ヤンキースのアーロン・ジャッジ外野手(30)が4日、自己最多を更新する今季53号の決勝本塁打を放ち、待望の優勝マジックを点灯させた。

レイズ戦で1番に座り、初回に先頭打者弾。飛距離137メートルの先制ソロは、左翼2階席に飛び込む豪快なムーンショット。前日3日の同カードで9回に52号を放ってから2打席連続アーチとなり、新人王に輝いた17年のシーズン52本塁打を超えた。

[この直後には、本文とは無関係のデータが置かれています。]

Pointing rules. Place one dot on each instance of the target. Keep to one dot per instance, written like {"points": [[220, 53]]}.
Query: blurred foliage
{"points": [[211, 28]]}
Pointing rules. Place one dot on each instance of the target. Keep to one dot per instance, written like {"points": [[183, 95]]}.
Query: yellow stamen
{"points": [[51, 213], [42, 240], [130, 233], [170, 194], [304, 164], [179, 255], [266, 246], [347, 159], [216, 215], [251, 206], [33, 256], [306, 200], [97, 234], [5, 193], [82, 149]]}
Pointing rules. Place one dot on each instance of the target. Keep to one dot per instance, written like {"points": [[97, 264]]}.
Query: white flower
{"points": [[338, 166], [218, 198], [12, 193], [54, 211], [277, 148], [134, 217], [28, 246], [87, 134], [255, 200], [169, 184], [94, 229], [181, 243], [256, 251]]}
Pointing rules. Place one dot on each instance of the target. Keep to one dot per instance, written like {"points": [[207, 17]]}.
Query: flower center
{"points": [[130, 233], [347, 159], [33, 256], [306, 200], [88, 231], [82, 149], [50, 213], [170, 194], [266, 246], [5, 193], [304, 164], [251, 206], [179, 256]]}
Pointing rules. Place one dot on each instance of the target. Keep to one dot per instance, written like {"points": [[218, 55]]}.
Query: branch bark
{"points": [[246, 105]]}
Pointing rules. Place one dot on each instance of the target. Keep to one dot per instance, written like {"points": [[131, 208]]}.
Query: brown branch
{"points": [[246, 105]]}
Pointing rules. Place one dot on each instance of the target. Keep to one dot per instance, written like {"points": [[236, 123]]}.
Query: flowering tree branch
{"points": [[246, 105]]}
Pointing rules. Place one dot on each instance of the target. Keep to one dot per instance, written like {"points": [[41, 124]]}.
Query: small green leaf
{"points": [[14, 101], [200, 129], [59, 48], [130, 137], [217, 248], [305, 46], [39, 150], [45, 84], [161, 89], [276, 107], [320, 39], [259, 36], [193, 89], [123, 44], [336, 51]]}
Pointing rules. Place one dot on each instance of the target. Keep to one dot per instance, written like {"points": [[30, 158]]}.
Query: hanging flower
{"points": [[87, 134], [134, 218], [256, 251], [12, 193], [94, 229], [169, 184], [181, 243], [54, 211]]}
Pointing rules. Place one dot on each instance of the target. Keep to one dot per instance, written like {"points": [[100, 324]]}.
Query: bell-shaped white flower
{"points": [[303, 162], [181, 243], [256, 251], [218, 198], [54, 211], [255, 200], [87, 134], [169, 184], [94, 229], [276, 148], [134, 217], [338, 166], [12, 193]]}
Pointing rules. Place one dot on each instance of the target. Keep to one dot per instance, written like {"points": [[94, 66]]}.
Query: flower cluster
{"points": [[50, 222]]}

これでロジャー・マリスが61年にマークしたア・リーグと球団最多記録の61本まで、28試合を残しあと8本と迫った。もしこの記録を塗り替えれば、エンゼルス大谷と争っているMVPの賞レースでも有利になるとの見方も多く、注目が集まる。

ジャッジの貴重な1発で流れをつかんだチームは1点差を逃げ切り、連敗を3で止めた。5回に審判の判定に激しく抗議し退場処分となったブーン監督は、クラブハウスの入り口で選手たちを出迎えた。昨年、心臓のペースメーカーを装着する手術を受けており、「裏で見ている方がハラハラした。ペースメーカーが過剰に作動していたよ」とご機嫌。前半戦までの独走からもたついたが、2位レ軍とのゲーム差を5に広げ、地区優勝マジック25をともした。